To close this gap, the African Development Bank is working with leading global development finance institutions to set up a mutualized co-guarantee platform to de-risk investments and facilitate projects that have the capacity of transforming the continent under the Africa Investment Forum (AIF).
The Bank is positioning the AIF, scheduled for South Africa, 7-9 November 2018, as a platform to improve the ease of doing business in Africa by advancing and promoting investment friendly regulations. AIF will also champion ethical business practices in Africa.
Speaking at a roadshow on the AIF held in Abuja, the Special Advisor to the Nigerian President and Coordinator of the country’s Economic Recovery and Growth Plan (ERGP) Unit, Folarin Ayalande, assured that Nigeria was ready for investment but lack of affordable and long-term finance remain a major constraint.
He described the lending de-risking component of AIF as a game changer and assured of the support of the Nigerian Government. New approaches are required to deliver on the country’s development targets, with a focus on private sector-led growth, he added.
“Nigeria’s Economic Recovery and Growth Plan requires billions of dollars of investment to deliver on its growth and job-creation targets. We will collaborate with the private sector and the AIF by targeting opportunity-driven entrepreneurs by upgrading skills, developing business clusters and economic corridors. These are critical factors to developing a buoyant and productive industrial sector in Nigeria,” he said.
“I am particularly delighted to learn that the AIF will not be another talk show but a platform with convening power to bring different players together to explore investment opportunities for the transformation of the African continent. We have talked enough and must now start to act,” he said.

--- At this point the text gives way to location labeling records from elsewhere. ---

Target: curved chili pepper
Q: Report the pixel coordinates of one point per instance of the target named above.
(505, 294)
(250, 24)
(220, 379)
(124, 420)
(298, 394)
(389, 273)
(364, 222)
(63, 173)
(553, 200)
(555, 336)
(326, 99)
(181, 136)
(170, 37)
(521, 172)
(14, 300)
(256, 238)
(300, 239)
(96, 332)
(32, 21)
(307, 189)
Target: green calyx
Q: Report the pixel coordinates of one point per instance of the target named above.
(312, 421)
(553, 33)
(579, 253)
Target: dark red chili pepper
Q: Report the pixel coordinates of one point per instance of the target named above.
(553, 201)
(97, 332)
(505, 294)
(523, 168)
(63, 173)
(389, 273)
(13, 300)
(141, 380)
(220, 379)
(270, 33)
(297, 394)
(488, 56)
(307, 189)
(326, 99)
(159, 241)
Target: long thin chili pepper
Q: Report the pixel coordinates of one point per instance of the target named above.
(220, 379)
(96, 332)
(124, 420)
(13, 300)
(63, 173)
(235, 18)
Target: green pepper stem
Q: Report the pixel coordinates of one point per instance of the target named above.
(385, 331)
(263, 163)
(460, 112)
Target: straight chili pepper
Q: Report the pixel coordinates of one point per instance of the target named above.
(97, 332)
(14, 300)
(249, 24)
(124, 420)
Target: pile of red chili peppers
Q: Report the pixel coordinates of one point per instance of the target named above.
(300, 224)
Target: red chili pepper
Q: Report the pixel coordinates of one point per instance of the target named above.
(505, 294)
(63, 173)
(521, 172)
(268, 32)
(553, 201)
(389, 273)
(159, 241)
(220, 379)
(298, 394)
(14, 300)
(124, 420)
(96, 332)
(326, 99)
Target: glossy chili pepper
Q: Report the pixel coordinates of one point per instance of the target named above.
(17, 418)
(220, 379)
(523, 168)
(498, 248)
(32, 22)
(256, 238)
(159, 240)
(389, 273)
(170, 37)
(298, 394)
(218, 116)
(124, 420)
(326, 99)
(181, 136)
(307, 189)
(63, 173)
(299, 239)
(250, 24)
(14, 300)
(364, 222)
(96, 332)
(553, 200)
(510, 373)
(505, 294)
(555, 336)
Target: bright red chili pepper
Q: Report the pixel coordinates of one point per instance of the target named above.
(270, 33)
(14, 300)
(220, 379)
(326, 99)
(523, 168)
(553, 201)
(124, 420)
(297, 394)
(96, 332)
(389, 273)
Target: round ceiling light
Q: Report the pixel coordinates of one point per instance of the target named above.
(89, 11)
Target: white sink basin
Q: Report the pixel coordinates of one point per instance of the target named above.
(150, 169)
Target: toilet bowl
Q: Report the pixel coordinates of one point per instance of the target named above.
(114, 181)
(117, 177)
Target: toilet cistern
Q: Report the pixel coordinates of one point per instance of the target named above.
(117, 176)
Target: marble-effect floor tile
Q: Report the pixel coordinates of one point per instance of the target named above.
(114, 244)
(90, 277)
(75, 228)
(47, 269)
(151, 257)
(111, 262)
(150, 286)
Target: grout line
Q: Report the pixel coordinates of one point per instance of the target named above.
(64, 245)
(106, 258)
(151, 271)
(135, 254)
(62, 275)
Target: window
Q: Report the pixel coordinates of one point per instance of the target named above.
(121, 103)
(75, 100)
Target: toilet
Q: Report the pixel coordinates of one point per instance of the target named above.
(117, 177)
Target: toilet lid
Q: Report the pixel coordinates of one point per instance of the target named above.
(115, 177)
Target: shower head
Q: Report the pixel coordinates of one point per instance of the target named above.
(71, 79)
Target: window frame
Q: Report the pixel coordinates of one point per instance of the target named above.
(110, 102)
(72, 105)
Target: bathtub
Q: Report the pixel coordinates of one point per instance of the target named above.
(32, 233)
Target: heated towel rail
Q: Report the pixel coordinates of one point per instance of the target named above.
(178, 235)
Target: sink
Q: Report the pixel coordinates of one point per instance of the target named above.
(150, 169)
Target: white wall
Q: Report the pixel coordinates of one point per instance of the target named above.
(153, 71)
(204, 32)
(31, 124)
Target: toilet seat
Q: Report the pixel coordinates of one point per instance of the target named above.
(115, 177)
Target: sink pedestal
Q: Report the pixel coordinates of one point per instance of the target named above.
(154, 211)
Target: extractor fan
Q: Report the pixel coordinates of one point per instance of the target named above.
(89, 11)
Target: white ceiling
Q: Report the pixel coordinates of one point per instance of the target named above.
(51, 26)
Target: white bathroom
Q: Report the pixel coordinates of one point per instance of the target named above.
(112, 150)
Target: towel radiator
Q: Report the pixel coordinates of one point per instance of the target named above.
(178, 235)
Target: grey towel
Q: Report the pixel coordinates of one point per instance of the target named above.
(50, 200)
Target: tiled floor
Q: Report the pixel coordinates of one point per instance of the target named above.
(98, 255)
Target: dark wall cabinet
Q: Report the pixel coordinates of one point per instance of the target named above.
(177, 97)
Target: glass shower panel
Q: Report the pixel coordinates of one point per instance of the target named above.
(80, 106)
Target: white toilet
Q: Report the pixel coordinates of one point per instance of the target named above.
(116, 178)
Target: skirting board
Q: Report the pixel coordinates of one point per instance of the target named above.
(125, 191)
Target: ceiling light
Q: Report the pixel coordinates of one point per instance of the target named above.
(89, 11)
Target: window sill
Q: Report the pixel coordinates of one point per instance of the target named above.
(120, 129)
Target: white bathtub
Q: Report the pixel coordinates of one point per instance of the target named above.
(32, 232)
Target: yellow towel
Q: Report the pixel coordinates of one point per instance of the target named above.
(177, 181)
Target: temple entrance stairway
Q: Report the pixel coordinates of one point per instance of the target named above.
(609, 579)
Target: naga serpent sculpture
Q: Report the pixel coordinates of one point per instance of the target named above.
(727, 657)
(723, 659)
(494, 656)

Senior Director for Nigeria Country Office of the African Development Bank, Ebrima Faal, stressed the critical need to change the current funding mix and create partnerships to finance infrastructure and other projects in Africa.
“Nigeria’s infrastructure cumulative financing needs are estimated to reach US$ 3 trillion by 2044 or about US$100 billion annually. This is all happening at a time when public sector finances are extremely pressured,” Faal said.
“As an African optimist, therefore, I dare say that there has never been a better time to invest in Africa’s infrastructure asset class, while ensuring a diverse source of resources, water-tight project preparation and a strong business case. The Africa Investment Forum has been designed to meet the needs of African stakeholders looking to capitalize on the increasing potential of multi-staker partners and the growing investment appetite in Africa.”
The AIF as a marketplace will bring together the Bank and other multilateral financial institutions to de-risk investments at scale,” said Stella Kilonzo, AIF Senior Director.
“AIF will work closely with investors and project sponsors to enable them increase trade and investment in local and global markets, ensuring that projects are able to secure adequate and appropriate finance.”
Working with multilateral institutions, the private sector, and Governments, the Bank is helping Nigeria and other African countries to fine-tune investment-ready projects for investors, fund managers and others managing substantial assets ahead of the AIF in November.
The Abuja roadshow included a briefing session, interaction with key private players, and presentations from Nigeria’s senior Government officials on the country’s development priorities and project pipeline that could benefit from the AIF partnership.